这么说,是要写新书了?
方便说说是什么类型的吗?”
赵编辑闻言眼睛瞬间一亮,忙不迭的追问了一句。
“现实主义、纪实类的吧。”
听赵编辑问到类型,徐谨言想了想,应该是这个类型的吧?
“这个好,这个好!
自打刘心武老师的班主任开始,到您的当幸福来敲门和霸王别姬。
如今文坛上,揭露苦难和悲剧的同时,又有不向现实低头的拼搏精神。
与命运和那些犯罪分子相抗衡的这类伤痕文学,非常受大众的欢迎。
那这次小说的名字,想好了吗?”
赵编辑顿时就坐不住了,屁股扭来扭去的同时,甚至还有些手舞足蹈。
“还在构思当中,目前有两本题材。
我还在考虑选哪一个呢。
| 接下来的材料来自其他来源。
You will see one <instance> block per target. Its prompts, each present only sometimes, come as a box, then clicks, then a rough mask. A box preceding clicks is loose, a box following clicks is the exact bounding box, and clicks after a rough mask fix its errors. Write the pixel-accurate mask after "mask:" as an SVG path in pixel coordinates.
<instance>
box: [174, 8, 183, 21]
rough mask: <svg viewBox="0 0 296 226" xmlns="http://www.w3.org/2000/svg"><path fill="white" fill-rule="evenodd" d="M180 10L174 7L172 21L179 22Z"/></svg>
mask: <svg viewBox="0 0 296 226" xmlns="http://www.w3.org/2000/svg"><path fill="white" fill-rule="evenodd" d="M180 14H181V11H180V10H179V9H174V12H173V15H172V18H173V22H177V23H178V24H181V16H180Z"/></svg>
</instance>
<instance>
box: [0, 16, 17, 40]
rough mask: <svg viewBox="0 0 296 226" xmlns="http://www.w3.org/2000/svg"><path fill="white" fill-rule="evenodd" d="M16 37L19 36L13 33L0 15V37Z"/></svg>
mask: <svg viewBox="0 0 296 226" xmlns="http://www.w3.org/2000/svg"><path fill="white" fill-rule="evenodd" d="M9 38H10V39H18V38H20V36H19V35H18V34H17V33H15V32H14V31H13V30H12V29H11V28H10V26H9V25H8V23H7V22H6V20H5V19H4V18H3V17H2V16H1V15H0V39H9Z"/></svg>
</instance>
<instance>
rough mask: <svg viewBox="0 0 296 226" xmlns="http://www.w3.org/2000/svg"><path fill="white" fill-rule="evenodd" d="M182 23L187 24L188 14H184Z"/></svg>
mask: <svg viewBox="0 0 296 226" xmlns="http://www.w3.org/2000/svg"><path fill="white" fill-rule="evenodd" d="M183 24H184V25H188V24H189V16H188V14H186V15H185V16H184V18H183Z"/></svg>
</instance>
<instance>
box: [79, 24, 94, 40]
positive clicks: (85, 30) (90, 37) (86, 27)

”
赵编辑此时好像陷入到了兴奋的状态当中。
阳光透过窗户的照射,刚才居然清晰的能看到赵编辑说话的同时,居然有唾液被喷出。
让徐谨言默默地将身体向后微微仰了一下。
“要揭露黑暗!
要批判现实!
要足够苦难!
还要足够的悲剧!
最好还要有家庭、亲情、婚姻和伦理的禁忌,也都要批判!
那篇报道不是说您现在的作品不够有深度了吗?
那就多加一些人生转折、人性的丑恶、人与人之间的欺骗、倾轧和利用!
如果可以的话,再加上一些背叛和愚弄。
还有对人性的思考、失落、迷惘、苦闷和彷徨!
徐老师,您听我的,就按这些来,我保证您的新书火爆全国!”
刚开始的时候,赵编辑一边说,一边挥舞着拳头。
说着说着,不知道为什么,声音越来越小,脸上也变得开始有些神秘兮兮。
仿佛在传授什么了不得的经验一般。
“您确定。。。要这么有深度吗?”
听的一愣一愣的徐谨言,看着不知道是不是陷入癫狂状态的赵编辑。
捏着下巴认真品味了一下他刚才说的话。
这么多熟悉的词眼,和他记忆里的那本书,不能说是完全吻合,只能说是量身打造。
但想起那部太过阳光、太过温暖、太过治愈的书。
徐谨言还是有些犹豫,我要真把这部书搬出来,那人家的诺贝尔,怎么办?
“不然呢?
徐老师,我知道您最近风格变幻,是在寻求自我突破的同时。
也是在尝试不同的方向。
可要是想在文坛上留下点东西,还真的就需要这样的作品!
您听我的,要是您按照我刚才说的,写一部出来。
以后您想写什么类型的书,都有大把的人去买来看!
您要是跟钱过不去,总不会跟名,也过不去吧?”
赵编辑伸出一根手指头,在面前左右晃了晃。
眼神里的渴求和希冀,根本藏不住了。
“这么写的话,不会有什么影响吧?”
徐谨言咂吧了一下嘴,没记错的话,那本书可是90年代才发表的。
如今才78年,拿出来,合适吗?
“能有什么影响?
你忘了去年人民文学召开的文坛会议上,部里点名要解放思想,要放开言论。
您的霸王别姬都没人说什么,有什么可担心的?”
赵编辑愣了一下,马上反应过来,刚才自己说的话,让徐谨言担心会受到冲击。
马上解释了一句。
“对了,那份房山报,您了解多少?”
徐谨言听到赵编辑的话,叹了口气。
莫老头,对不住您了。
活着,就交给我吧!由我来替您发扬光大。
您不在乎的名和利,我可是很在乎的。
下定了决心后,突然想起了什么,转头看了一眼放在手边的那份房山报。